Early in July, volunteers led by CAANS spent a few days cleaning up the site located between the northbound and southbound lanes of Hwy 2 just south of the city.
Since at least 2009, people have been living off and on in the treed area. About 10 were living there when Alberta Transportation recently led the effort to dismantle the site that posed safety concerns both for the homeless who lived near the busy highway and the high-speed motorists.
CAANS had been visiting the camp twice weekly since January providing outreach work.
Vanderschaeghe said violence and disagreements were problems there at times and she didn’t believe Tent City would be recreated elsewhere.
“People have been really strategic about moving and not telling people where they’re moving.
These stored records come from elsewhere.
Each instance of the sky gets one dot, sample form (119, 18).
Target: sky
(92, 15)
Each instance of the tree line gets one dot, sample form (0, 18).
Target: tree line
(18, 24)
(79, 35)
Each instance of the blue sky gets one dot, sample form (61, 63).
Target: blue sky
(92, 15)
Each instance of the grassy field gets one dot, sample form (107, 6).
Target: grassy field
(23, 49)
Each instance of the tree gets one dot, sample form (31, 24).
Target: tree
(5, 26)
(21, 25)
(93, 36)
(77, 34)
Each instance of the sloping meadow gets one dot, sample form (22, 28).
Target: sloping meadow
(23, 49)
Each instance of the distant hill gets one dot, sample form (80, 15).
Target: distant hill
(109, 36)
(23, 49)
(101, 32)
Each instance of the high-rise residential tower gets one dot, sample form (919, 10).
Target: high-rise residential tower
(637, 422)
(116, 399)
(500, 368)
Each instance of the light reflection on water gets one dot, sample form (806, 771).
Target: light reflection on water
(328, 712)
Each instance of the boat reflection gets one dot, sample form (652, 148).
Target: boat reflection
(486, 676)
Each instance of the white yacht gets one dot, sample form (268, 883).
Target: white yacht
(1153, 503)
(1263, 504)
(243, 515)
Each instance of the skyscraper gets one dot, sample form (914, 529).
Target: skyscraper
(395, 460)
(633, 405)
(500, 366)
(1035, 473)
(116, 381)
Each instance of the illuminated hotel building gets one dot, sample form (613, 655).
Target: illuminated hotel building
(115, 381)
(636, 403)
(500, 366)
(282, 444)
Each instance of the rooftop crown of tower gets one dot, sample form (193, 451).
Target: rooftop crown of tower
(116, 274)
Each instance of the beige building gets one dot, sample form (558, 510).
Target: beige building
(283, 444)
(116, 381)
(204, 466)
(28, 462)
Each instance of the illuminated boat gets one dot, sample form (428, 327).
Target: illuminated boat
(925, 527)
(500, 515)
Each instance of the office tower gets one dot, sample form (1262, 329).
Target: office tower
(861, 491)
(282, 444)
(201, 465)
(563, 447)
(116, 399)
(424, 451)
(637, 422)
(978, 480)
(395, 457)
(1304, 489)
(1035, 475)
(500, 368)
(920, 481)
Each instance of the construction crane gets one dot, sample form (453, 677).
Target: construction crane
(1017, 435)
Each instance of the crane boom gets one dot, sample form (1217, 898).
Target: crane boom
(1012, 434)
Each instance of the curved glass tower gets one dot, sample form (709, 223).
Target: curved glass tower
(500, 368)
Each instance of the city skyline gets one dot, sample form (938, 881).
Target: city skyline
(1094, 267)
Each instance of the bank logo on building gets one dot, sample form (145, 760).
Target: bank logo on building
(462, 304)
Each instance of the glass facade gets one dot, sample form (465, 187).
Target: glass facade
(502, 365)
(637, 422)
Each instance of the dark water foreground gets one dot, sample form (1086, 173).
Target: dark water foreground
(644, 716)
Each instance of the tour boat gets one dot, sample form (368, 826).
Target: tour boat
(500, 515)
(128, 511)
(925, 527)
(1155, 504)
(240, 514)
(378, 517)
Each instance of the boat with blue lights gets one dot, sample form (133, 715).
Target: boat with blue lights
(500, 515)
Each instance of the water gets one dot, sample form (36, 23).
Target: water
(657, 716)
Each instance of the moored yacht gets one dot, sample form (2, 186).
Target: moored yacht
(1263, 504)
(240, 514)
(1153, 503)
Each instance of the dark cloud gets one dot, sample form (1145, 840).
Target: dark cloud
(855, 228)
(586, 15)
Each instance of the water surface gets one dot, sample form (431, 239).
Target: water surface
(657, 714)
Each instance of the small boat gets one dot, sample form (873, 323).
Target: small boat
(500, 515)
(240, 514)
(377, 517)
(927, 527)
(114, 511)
The more people who know where your camp is, the more likely you’ll have to move it, the more problems you have with people just joining your camp.”
She said some of the people in Red Deer who have been ‘sleeping rough’ have been doing so for years and change would require figuring out what kind of housing they want that would work for them.
“From our perspective, we’ve been really successful doing outreach to people where they’re living rather than always assuming people will come to us. I would suspect that would be part of what a solution would look like. Really it’s about innovation and about being able to provide really good community-based service to folks,” Vanderschaeghe said.
Stacey Carmichael, director of programs for Central Alberta’s Safe Harbour Society for Health and Housing, said the number of people using city shelters is down a bit, which always happens in the summer when some people prefer to camp.
“There’s camps all over the community. (Tent City) was just big and visible. Year round, there are people living outside in Red Deer,” Carmichael said.
She said some people camp because of problems associated with addictions. Others may do it because shelters or affordable housing can’t accommodate their pets. It’s also hard for couples to find a place where they can stay together.
Roxana Nielsen Stewart, community development supervisor with the city, said community agencies have been aware of those who prefer to sleep outdoors for a while.
“They were always welcome into the resources and housing programs within the city,” Nielsen Stewart said.